Zweimal in der Woche kommt Frau Engel, kettet ihre Gießkannen los und bückt sich übers Grab. Sie kommt gern an die Ruhestätte ihres Mannes, sie hat ja sonst kaum noch Wege zu erledigen. Weit hat sie es nicht, sie wohnt "gleich zwei Ecken weiter. Und so ein bißchen Bewegung muß ja auch sein". Geduldig zupft sie die störenden Halme aus dem winzigen Beet, manchmal geht ihre Hand über die Blümchen, als streiche sie jemandem durchs Haar. "Außerdem", sagt sie, "ist ja bald Totensonntag. Und wenn man will, daß es ordentlich aussieht, muß man auch etwas tun dafür!"

Wenn Egon Elend, der Friedhofsgärtner vom Friedrich Werderschen Kirchhof an der Bergmannstraße, die alten Frauen so sieht, dann grüßt er und sagt: "Na, ham sie ihm wieder mal das Bett gemacht!" So wie sie einst die Kissen geschüttelt und die Decke glattgestrichen haben, so rechen sie jetzt die erdige Krume faltenfrei. Ordnung muß sein, auch hier noch. Und manche von ihnen setzen sich nach getaner Arbeit zu ihren Männern ans Bett und lesen ihnen die Briefe aus der Verwandtschaft oder die Zeitung vor. "So geht das Leben weiter ", sagt Egon Elend und lächelt.
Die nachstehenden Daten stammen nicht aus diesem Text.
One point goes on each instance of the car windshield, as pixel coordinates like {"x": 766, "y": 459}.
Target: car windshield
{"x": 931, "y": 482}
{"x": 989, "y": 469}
Doch nicht nur die Alleingelassenen kommen hierher. Auch junge Liebe sucht die Orte der Stille. Friedhofswächter, Gärtner und Polizeistreifen können ein Lied singen vom nächtlichen Leben über den Gräbern in warmen Sommernächten. Auf den Bänken im Dunkeln, den Hügeln und den kühlen Marmorplatten liegen Werden und Vergehen friedlich beieinander.

Ein beliebtes Ausflugsziel für Romantiker ist der jüdische Friedhof in Weißensee mit seinen wurzel-umschlungenen Grabsteinen, den rostzerfressenen Eisengeländern und efeuumrankten Bäumen. Ehepaare stehen still vor den Grabmalen, die wie ein versteinerter Wald unter dem dichten Blätterdach aufragen, studieren Namen und Zahlen, das wenige, das bleibt. Verliebte schlendern zwischen den meterhohen Farnen und der lianendurchwachsenen Urwaldlandschaft, junge Männer gehen schweigend Hand in Hand, Mädchen flüstern einander Geheimnisse zu. Nur wenige Schritte vom Weg entfernt verschlingt das Dickicht die auf Abwegen Wandelnden, im Winter führen Spuren im Schnee in verborgene Winkel.

Die Männer, die auf den Friedhöfen arbeiten, winken ab. "Ich bin doch kein Voyeur und verstecke mich hinterm Baum!" Horst auf dem Friedhof der Sankt Michaels Gemeinde harkt weiter das Laub von den Wegen, wenn er ein Paar in den lauschigen Ecken verschwinden sieht. Aufmerksamer wird er, wenn jemand mit Korb und Messer daherkommt. Das ist ihm kürzlich passiert. Als er zum Feierabend das Grab der Martha Nord aufsuchte, traute er seinen Augen nicht. Acht prachtvolle Exemplare hatten dort im Halbkreis gestanden. Zwei Tage wollte er ihnen noch geben. Dann zeugten nur noch die sauber abgeschnittenen Stiele von seinen Champignons.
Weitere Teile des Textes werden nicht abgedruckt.